Tourgueniev a écrit une nouvelle intitulée "Eau de framboise". Ce nom désigne une source qui se jette dans la rivière Ista. Nous retrouvons le chasseur-narrateur en une chaude journée d'été. Il rencontre deux vieillards appelés Stiopouchka et Mikhaïl Savélitch, alias "Brouillard". Le premier assiste le second dans sa partie de pêche. Stiopouchka est un être peu considéré par sa communauté. Il mène une existence de marginal. "Brouillard" était majordome avant d'être émancipé par son maître, le Comte Piotr Ilitch. Pour vanter la « fastueuse hospitalité » du comte, le narrateur nous parle de ses musiciens et de leur « bruit assourdissant » (p. 100). Nous apprenons un peu plus loin que l’orchestre comptait quarante musiciens. C’est « Brouillard » lui-même qui apporte cette précision.  

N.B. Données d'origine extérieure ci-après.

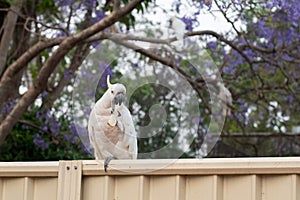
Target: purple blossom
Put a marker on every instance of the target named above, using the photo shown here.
(190, 22)
(99, 15)
(54, 126)
(68, 74)
(197, 120)
(212, 45)
(8, 107)
(40, 142)
(106, 70)
(64, 2)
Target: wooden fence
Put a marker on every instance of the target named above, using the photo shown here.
(199, 179)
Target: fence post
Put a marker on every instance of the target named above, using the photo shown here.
(69, 180)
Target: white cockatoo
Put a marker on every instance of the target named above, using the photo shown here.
(178, 27)
(226, 99)
(111, 129)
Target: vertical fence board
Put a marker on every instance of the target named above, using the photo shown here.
(237, 187)
(163, 187)
(45, 188)
(13, 189)
(144, 187)
(199, 188)
(127, 187)
(28, 188)
(277, 187)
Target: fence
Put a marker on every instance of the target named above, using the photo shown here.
(199, 179)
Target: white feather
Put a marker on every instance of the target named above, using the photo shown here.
(112, 141)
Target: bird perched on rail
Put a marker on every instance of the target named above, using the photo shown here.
(111, 129)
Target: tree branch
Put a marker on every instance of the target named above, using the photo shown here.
(41, 80)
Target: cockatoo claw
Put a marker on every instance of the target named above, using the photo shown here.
(106, 162)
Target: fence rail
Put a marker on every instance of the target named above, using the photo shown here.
(204, 179)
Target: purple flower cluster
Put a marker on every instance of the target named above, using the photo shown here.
(8, 107)
(40, 142)
(190, 22)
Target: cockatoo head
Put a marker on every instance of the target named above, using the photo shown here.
(116, 91)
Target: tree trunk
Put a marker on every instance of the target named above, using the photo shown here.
(9, 27)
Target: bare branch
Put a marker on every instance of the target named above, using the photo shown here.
(68, 43)
(10, 23)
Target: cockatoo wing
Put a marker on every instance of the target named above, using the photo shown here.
(128, 142)
(103, 137)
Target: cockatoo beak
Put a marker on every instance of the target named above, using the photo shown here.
(108, 81)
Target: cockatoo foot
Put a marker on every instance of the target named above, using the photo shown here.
(106, 162)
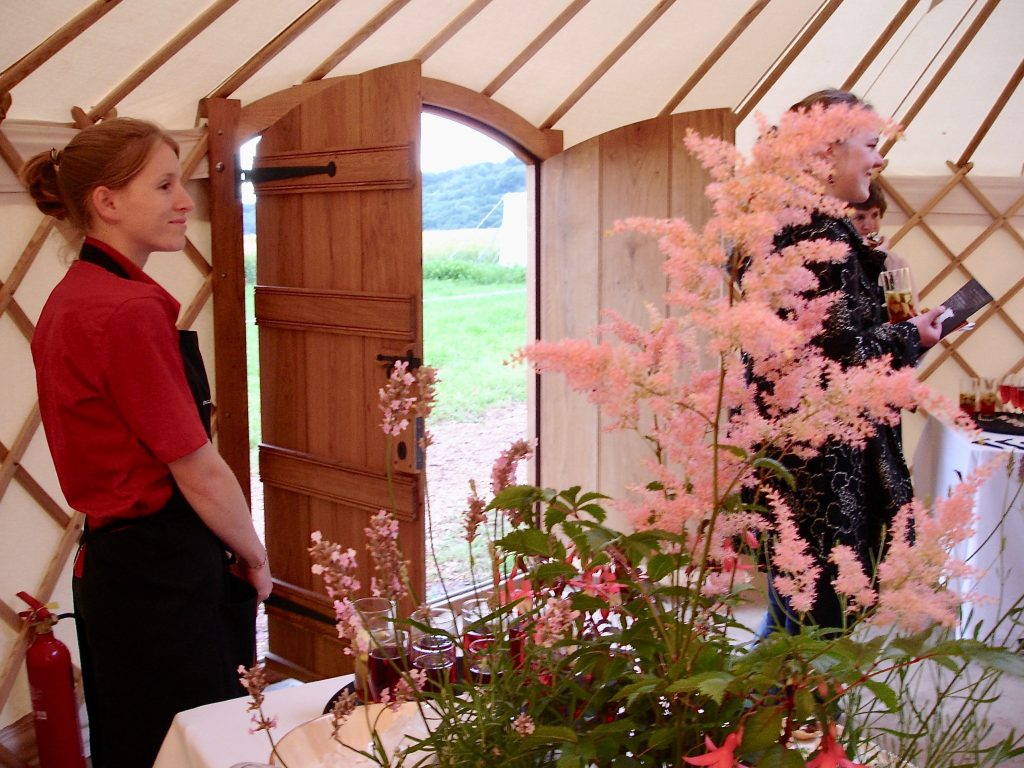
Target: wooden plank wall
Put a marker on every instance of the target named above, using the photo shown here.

Cette évocation nous entraîne sur le terrain de l’anecdote. L’orchestre était dirigé par un maître de chapelle venu spécialement d'Allemagne (p. 103). Le jour où le malheureux se mit en tête de « manger à la table des maîtres », il fût congédié. (Quel était le statut social du musicien ?) Puis des guillemets apparaissent ; Mikhaïl Savélitch semble citer son maître : « Mes musiciens connaissent leur affaire ; ils s’en tireront bien sans lui ». À en croire le comte, l’orchestre n'avait nul besoin de direction. Puisque l'anecdote s'arrête là, on peut s'imaginer que les musiciens se sont bien accommodés de cette absence, mais comment en être sûr ? « Evidemment, quand le maître veut… » conclut l’ancien serf.

Brouillard doit au comte son émancipation, mais fait aussi le récit de sa sévérité, de son dévouement à ses maîtresses, de sa ruine. Brouillard, rappelons-le, est en discussion avec le narrateur, de rang supérieur au sien. Au décalage social s’ajoute le décalage générationnel.

Vient un quatrième personnage, un vieil homme nommé Vlass. Il est sans ressources depuis la mort de son fils. Pourtant, il doit payer sa redevance et ne peut malheureusement compter sur la clémence de son maître, le comte Valérien Pétrovitch, fils de Piotr Ilitch. Il livre son récit avec dignité même s’il a du mal à cacher son désespoir. Stiopouchka tente de lui prodiguer un conseil mais abandonne au bout de quelques mots. Après quelques phrases échangées entre Vlass et Brouillard, résonne un chant d'une tristesse "infinie" sur l’autre rive (p. 108). Ce chant, qui n'est jamais identifié, est peut-être la réponse que nul n'arrive à formuler suite au récit du quatrième personnage.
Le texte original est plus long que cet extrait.